Go Regexp Package: Regular Expressions in Go
• Go's regexp package uses RE2 syntax, which excludes backreferences and lookarounds to guarantee O(n) linear time complexity—preventing catastrophic backtracking that plagues other regex engines.
Key Insights
• Go’s regexp package uses RE2 syntax, which excludes backreferences and lookarounds to guarantee O(n) linear time complexity—preventing catastrophic backtracking that plagues other regex engines. • Always compile patterns once and reuse them rather than recompiling on every use; a single compiled regexp can be safely used concurrently from multiple goroutines. • For simple string operations like prefix/suffix checks or literal substring matching, use the strings package instead of regexp—it’s significantly faster and more readable.
Introduction to Regular Expressions in Go
Go’s regexp package provides a robust implementation of regular expressions based on the RE2 syntax. Unlike PCRE or Perl-style regex engines, Go deliberately limits certain features to guarantee linear time complexity. This means no backreferences, no lookaheads, and no lookbehinds. While this might seem restrictive, it prevents the catastrophic backtracking scenarios that can bring applications to their knees with malicious input.
The tradeoff is worth it. You get predictable performance and memory usage, which matters when processing untrusted input at scale. For most practical use cases—validation, parsing, text extraction—RE2’s feature set is more than sufficient.
Here’s the simplest way to use regex in Go:
package main
import (
"fmt"
"regexp"
)
func main() {
matched, _ := regexp.MatchString(`\d{3}-\d{4}`, "Call 555-1234 for details")
fmt.Println(matched) // true
}
This works, but it’s inefficient if you’re matching the same pattern repeatedly. Let’s explore better approaches.

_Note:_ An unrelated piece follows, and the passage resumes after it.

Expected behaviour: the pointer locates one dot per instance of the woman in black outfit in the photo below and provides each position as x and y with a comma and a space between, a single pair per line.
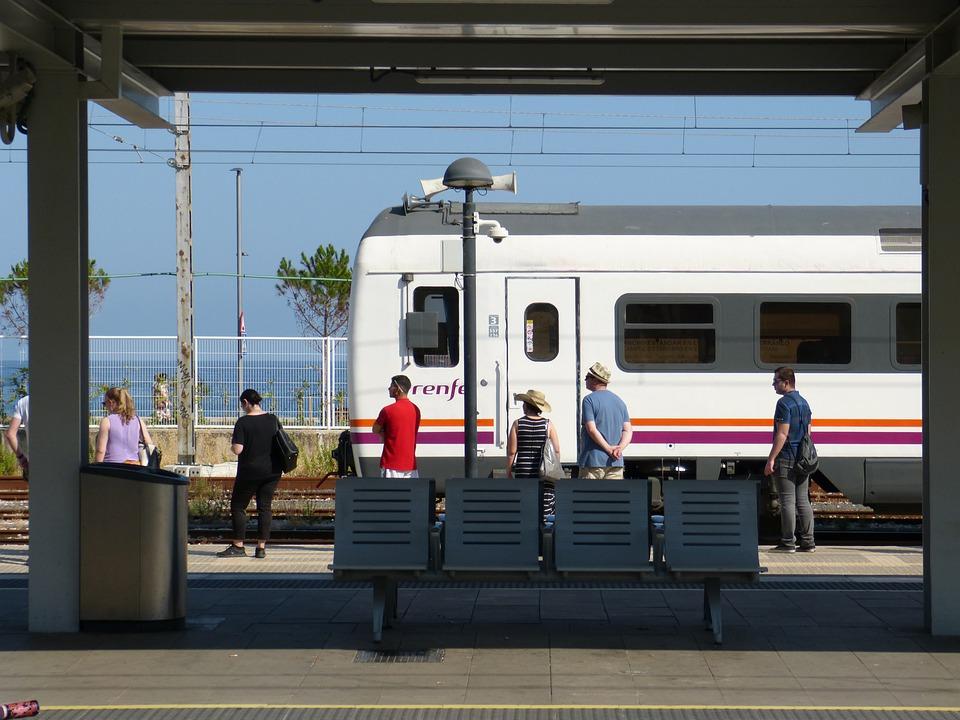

Compiling and Using Patterns
The regexp.MatchString() function compiles the pattern every time it’s called. For one-off checks, this is fine. For anything in a loop or hot path, it’s wasteful. Instead, compile the pattern once and reuse it.
package main
import (
"fmt"
"log"
"regexp"
)
func main() {
// Compile with error handling
pattern, err := regexp.Compile(`\b[A-Z][a-z]+\b`)
if err != nil {
log.Fatal(err)
}
text := "Alice and Bob went to Paris"
matches := pattern.FindAllString(text, -1)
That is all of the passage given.